Aos 78 anos, a mineira Henriqueta Ananias de Sousa, moradora da favela do Chapéu Mangueira, no Leme (zona sul do Rio), quer subir na vida.
Nos próximos dias, ela começará a fazer potes e outros objetos de argila para vender e complementar a pensão de viúva, de R$ 115.
"Se fizer a coisa direito e um pouquinho de propaganda, sou capaz de melhorar de vida", disse Henriqueta, na manhã da última quinta-feira.
Henriqueta nasceu em 1917 em Varginha (MG), de onde saiu com 19 anos para ser empregada doméstica e morar na casa dos patrões, em Ipanema (zona sul).
Só parou de dormir no serviço quando se casou, há 50 anos, com o pedreiro Ulisses, morto em 1978 de embolia pulmonar.
Ela não conhece a origem dos seus antepassados. Lembra-se da avó materna, Marta, "grande, gorda e forte", que a influenciou como religiosa. "Sou católica, apostólica e romana", diz.

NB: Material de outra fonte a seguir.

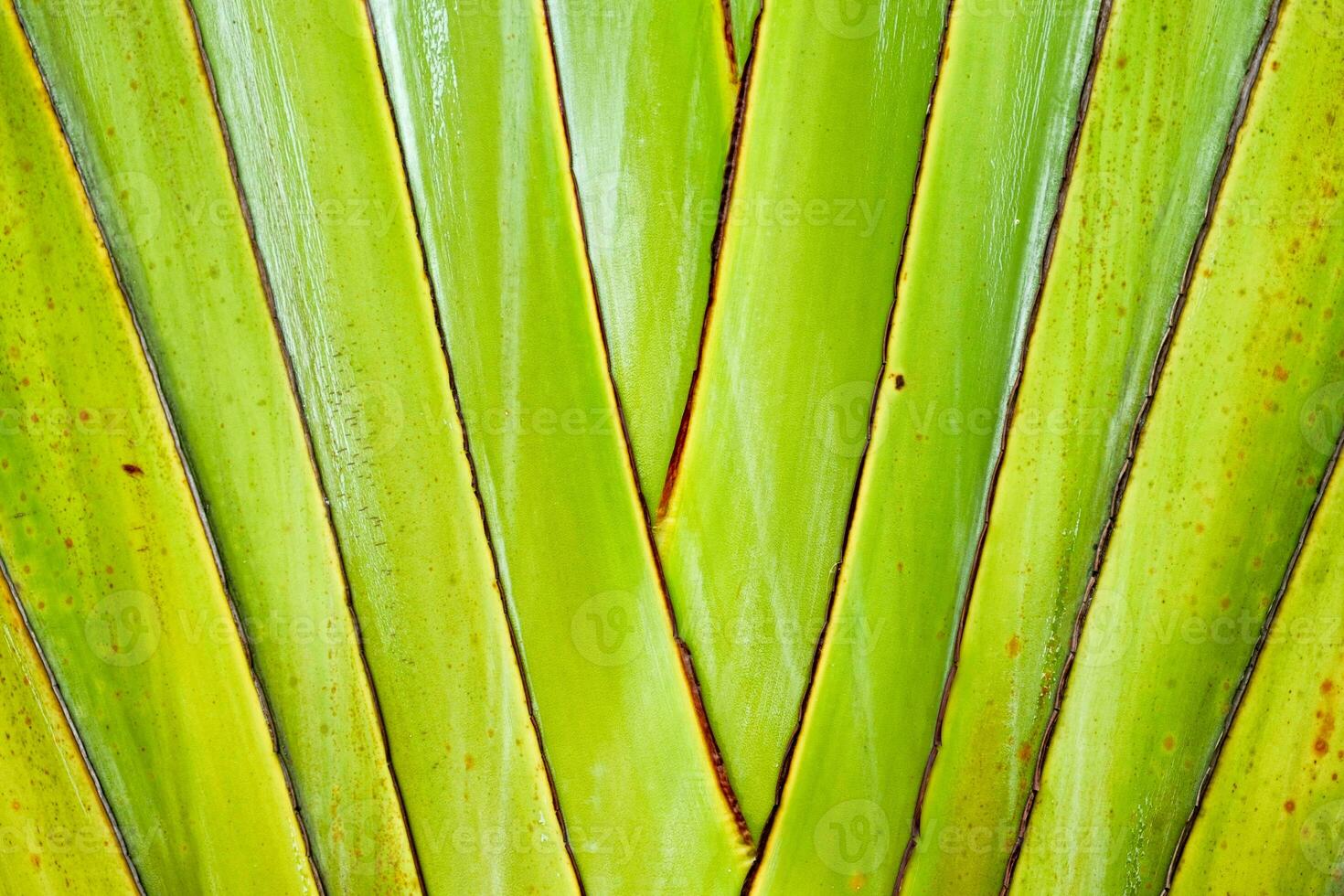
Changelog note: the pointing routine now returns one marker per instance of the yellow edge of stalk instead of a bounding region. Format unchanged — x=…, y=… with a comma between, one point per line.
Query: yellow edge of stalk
x=755, y=509
x=320, y=168
x=1270, y=821
x=137, y=103
x=1113, y=283
x=56, y=835
x=105, y=547
x=489, y=169
x=1008, y=98
x=649, y=172
x=1257, y=343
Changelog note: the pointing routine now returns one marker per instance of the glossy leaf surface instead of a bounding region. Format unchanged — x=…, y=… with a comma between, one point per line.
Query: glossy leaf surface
x=649, y=97
x=1003, y=117
x=1270, y=821
x=489, y=172
x=137, y=105
x=755, y=508
x=56, y=832
x=322, y=171
x=1258, y=338
x=105, y=547
x=1155, y=131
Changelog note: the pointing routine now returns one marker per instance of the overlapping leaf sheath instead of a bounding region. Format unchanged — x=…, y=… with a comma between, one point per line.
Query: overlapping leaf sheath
x=488, y=164
x=1156, y=126
x=742, y=16
x=1272, y=818
x=1003, y=119
x=649, y=94
x=755, y=513
x=317, y=157
x=56, y=835
x=131, y=88
x=1227, y=468
x=105, y=547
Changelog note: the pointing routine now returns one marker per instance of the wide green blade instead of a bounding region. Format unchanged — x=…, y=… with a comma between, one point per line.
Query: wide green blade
x=162, y=183
x=56, y=836
x=1003, y=119
x=319, y=163
x=108, y=555
x=649, y=98
x=1112, y=283
x=755, y=512
x=1229, y=470
x=1270, y=821
x=489, y=171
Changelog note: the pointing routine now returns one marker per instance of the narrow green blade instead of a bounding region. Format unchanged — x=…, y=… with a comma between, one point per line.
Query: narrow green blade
x=319, y=163
x=742, y=17
x=108, y=555
x=649, y=97
x=1129, y=222
x=1003, y=119
x=162, y=183
x=755, y=513
x=1229, y=470
x=1270, y=821
x=56, y=836
x=489, y=171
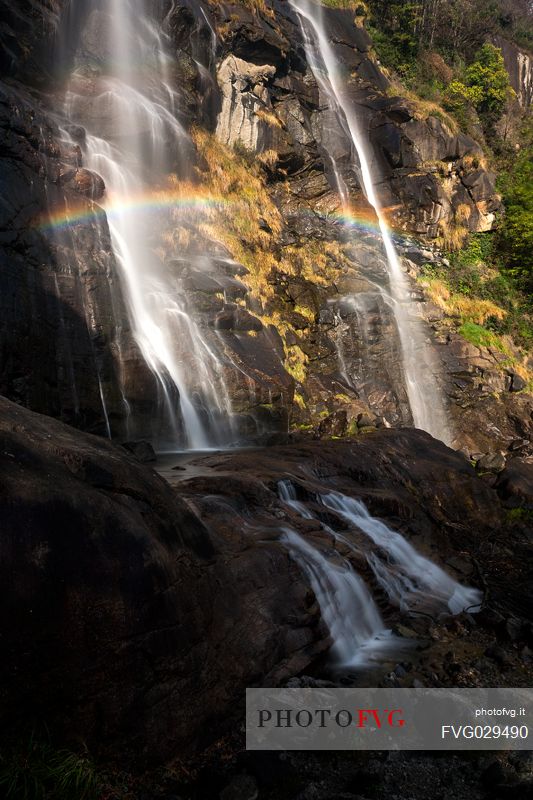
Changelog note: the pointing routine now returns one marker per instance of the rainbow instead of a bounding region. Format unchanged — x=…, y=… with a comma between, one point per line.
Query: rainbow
x=116, y=205
x=193, y=202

Filha de camponeses, há 12 anos Henriqueta voltou a Varginha para rever os parentes com Lourenço Lúcio, 48, o mais velho e único de seus sete filhos interessado em conhecer a história dos antepassados.
"Sempre quis fazer isso, mas antes tenho de acabar a casa", diz Lourenço, que começou há 15 anos a construir uma casa que hoje tem 73 m2, com dois quartos. Faltam janelas e portas.
Lourenço é funcionário público federal (salário de R$ 400), compositor e intérprete de samba, carnavalesco, dançarino, pintor e, nas horas vagas, pedreiro. Mora com a mãe, uma irmã e três sobrinhos.
Filho e mãe têm concepções diferentes sobre as razões das condições sociais inferiores do negro.
"Ontem eu estava pensando nisso. Por que será que os negros sempre levam a pior? Aí me lembrei da Benedita e do Pelé. Eles tiveram coragem de competir com os brancos. O medo é um obstáculo para o negro", diz Henriqueta.
Ela recusou um convite para expor suas peças de argila no Japão, há 13 anos, porque "tinha de cuidar da casa, dos netos".
O filho atribui as dificuldades dos negros a "padrões de comportamento errados, feitos por brancos". Segundo ele, "quem tem padrão errado faz tudo errado".
"O negro tem outro caminho e deve se voltar para a cultura. Se não encontrar o que vai dentro de si, será sempre marionete", diz.
Ele acha que falta união aos negros. "Nossa tribo se encontra no samba, no futebol, nos cultos e depois se dispersa."